Wie ist der aktuelle Stand der Verhandlungen bei der Bahn?
Im Februar dieses Jahres begannen die Verhandlungen der EVG mit der Deutschen Bahn sowie etwa 50 weiteren Eisenbahn-Unternehmen. Das erste Angebot des bundeseigenen Konzerns hatte die Gewerkschaft vergangene Woche abgelehnt, da sie eine Lohnerhöhung von mindestens 650 Euro als "soziale Komponente" fordert.
Die EVG strebt eine Steigerung der Entgelte um zwölf Prozent an, mit einer Laufzeit des Tarifvertrags von zwölf Monaten. Außerdem fordert die Gewerkschaft einen sofortigen gesetzlichen Mindestlohn als Basis, auf dem die Forderungen aufsetzen.
Die Bahn hatte unter anderem vorgeschlagen, die Löhne der etwa 180.000 betroffenen Beschäftigten in zwei Schritten um insgesamt fünf Prozent zu erhöhen und Einmalzahlungen von insgesamt 2500 Euro zu gewähren. Zudem will der Konzern einen tariflichen Bahn-Mindestlohn von 13 Euro einführen. Der nächste reguläre Termin für die Tarifverhandlungen der 180.000 Beschäftigten bei der DB ist für den 24. und 25. April geplant.

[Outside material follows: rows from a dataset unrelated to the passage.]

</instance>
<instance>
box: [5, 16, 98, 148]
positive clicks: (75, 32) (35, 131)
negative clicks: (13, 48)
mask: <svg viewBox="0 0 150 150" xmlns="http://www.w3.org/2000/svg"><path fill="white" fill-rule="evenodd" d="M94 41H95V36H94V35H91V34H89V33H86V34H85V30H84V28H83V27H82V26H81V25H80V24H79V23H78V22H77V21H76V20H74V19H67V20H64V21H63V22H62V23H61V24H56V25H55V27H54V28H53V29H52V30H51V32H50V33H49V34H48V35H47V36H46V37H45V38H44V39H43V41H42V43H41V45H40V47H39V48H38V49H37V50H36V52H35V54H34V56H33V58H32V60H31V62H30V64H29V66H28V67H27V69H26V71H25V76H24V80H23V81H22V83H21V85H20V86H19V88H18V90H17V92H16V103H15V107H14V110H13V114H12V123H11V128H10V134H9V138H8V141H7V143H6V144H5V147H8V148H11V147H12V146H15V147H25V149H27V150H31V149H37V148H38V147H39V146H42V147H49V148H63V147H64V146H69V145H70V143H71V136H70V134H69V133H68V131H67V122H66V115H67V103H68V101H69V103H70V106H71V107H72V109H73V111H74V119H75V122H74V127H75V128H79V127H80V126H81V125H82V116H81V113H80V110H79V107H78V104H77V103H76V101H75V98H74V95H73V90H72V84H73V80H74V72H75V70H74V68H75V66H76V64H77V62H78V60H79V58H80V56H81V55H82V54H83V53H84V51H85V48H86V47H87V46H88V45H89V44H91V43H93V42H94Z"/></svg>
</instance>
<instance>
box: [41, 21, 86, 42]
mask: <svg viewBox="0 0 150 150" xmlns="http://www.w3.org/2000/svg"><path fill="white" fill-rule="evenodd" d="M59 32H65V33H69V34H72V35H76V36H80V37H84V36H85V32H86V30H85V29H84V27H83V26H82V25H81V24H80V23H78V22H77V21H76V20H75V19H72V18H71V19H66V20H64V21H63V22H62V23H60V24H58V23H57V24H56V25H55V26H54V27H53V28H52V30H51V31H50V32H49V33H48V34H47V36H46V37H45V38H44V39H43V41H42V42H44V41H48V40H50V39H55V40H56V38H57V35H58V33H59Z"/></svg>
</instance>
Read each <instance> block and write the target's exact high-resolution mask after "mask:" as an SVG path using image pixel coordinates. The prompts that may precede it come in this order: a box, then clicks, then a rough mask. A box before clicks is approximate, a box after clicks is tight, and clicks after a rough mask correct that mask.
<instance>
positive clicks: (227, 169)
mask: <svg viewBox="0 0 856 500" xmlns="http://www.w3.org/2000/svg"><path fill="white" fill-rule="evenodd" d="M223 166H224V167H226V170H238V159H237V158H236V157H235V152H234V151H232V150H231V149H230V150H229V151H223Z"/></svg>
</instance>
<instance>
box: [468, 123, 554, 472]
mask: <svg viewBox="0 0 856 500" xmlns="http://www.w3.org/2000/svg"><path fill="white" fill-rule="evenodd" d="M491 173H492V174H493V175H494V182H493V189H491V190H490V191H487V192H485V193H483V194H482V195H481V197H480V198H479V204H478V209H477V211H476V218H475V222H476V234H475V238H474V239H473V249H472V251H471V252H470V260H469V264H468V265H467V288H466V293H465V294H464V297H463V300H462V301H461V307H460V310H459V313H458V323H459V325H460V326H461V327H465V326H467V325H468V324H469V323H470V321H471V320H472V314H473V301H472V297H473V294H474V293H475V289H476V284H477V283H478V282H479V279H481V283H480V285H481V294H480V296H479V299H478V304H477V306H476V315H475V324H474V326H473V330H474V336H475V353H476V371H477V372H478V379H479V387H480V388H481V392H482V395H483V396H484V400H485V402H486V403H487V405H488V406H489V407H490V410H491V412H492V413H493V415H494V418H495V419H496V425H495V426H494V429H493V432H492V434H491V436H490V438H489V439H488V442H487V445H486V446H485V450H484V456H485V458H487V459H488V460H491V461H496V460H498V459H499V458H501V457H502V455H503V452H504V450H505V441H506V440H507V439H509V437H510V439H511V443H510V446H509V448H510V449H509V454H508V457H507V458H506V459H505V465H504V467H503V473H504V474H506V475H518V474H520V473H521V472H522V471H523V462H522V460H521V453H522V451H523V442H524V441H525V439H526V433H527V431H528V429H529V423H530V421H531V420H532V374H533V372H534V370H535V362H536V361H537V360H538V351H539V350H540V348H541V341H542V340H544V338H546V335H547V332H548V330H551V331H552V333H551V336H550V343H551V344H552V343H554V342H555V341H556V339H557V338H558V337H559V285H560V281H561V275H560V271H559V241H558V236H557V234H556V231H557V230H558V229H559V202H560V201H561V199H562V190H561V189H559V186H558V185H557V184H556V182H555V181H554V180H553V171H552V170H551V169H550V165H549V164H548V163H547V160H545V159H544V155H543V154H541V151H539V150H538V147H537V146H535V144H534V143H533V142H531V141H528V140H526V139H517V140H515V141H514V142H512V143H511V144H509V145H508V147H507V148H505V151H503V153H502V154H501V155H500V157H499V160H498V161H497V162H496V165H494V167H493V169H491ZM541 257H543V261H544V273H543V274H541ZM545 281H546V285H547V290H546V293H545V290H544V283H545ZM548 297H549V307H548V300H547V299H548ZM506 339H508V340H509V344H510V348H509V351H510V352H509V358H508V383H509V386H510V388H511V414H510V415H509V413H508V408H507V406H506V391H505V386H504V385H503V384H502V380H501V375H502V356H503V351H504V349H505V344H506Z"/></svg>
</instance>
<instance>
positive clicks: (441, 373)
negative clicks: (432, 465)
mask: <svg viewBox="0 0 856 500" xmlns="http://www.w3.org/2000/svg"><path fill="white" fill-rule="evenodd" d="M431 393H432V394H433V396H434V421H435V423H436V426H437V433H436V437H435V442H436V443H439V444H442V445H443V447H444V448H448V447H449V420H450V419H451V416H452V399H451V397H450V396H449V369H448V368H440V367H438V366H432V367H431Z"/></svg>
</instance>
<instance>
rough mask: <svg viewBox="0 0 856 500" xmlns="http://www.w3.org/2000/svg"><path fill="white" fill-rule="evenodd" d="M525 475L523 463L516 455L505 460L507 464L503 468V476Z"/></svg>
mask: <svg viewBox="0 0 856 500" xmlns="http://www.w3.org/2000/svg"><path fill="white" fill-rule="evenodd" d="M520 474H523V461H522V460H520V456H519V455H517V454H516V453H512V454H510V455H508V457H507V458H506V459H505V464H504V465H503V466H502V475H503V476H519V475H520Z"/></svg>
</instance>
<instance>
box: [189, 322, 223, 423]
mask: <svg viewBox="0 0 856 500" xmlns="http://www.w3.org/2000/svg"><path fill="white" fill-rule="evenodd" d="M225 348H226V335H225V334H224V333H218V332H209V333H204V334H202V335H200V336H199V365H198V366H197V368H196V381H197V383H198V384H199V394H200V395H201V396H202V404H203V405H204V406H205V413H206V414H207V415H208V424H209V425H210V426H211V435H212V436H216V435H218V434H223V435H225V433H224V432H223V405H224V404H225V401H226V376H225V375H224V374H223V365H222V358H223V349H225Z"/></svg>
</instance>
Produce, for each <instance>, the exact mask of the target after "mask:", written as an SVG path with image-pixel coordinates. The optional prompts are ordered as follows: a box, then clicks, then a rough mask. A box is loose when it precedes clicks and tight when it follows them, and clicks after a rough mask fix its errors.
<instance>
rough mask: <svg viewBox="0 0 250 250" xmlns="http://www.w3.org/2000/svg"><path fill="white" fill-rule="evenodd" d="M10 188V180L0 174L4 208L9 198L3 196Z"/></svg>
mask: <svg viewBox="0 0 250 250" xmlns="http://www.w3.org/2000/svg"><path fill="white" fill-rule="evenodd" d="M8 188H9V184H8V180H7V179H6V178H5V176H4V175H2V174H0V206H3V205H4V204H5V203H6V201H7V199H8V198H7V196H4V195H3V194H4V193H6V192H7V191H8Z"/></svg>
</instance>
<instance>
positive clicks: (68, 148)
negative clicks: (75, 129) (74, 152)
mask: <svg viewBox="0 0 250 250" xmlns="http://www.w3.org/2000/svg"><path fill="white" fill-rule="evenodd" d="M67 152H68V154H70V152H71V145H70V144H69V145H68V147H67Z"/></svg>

Wie ist der Verhandlungsstand im Öffentlichen Dienst?
Am Montag beginnt in Potsdam die dritte Verhandlungsrunde für die 2,5 Millionen Beschäftigten von Bund und Kommunen. Ver.di und der Beamtenbund dbb fordern eine Erhöhung des Einkommens um 10,5 Prozent, jedoch mindestens 500 Euro mehr im Monat.
Die Arbeitgeber bieten bisher ein Angebot von fünf Prozent in zwei Schritten und Einmalzahlungen in Höhe von insgesamt 2500 Euro - für die Gewerkschaften "eine Zumutung", wie sie sagten. Die Verhandlungen sind für drei Tage angesetzt.
Der Öffentliche Dienst leidet unter einer bundesweiten Besetzungslücke von über 300.000 Stellen. Bis zum Ende der nächsten zehn Jahre müssten laut ver.di etwa 1,4 Millionen Stellen neu besetzt werden, da die sogenannten Baby-Boomer in den Ruhestand gehen. In den Kommunen ist jede siebte Stelle bei der Berufsfeuerwehr unbesetzt, was rund 5000 Stellen entspricht. In Kitas fehlten im Jahr 2021 etwa 173.000 Fachkräfte.
Wie hoch ist die Eskalationsbereitschaft der Gewerkschaften?
In den vergangenen Wochen waren auch Kitas, Kliniken und viele weitere Bereiche des öffentlichen Lebens von Streiks betroffen. "Der Frühling naht, und es kann sein, dass wir uns dann hier noch einmal wiedersehen müssen", sagte ver.di-Chef Frank Werneke auf einer Kundgebung in Köln. Bereits zuvor hatte er Spekulationen über ein Scheitern der Tarifverhandlungen angestellt.
Bei einer Kundgebung in Berlin sagte dbb-Chef Ulrich Silberbach am Mittwoch: "Vor allem die Komplettverweigerung der Kommunen, einen Mindestbetrag auch nur in Erwägung zu ziehen, steht dabei jeder Annäherung im Weg."
Wie der Tarifexperte Schulten erläutert, endete die Friedenspflicht bereits mit dem Auslaufen des bisherigen Tarifvertrags, und rechtlich stehe Warnstreiks auch während der Verhandlungen nichts im Wege. Auch die EVG betonte zuletzt immer wieder ihre Bereitschaft zum Warnstreik als "letztes Mittel".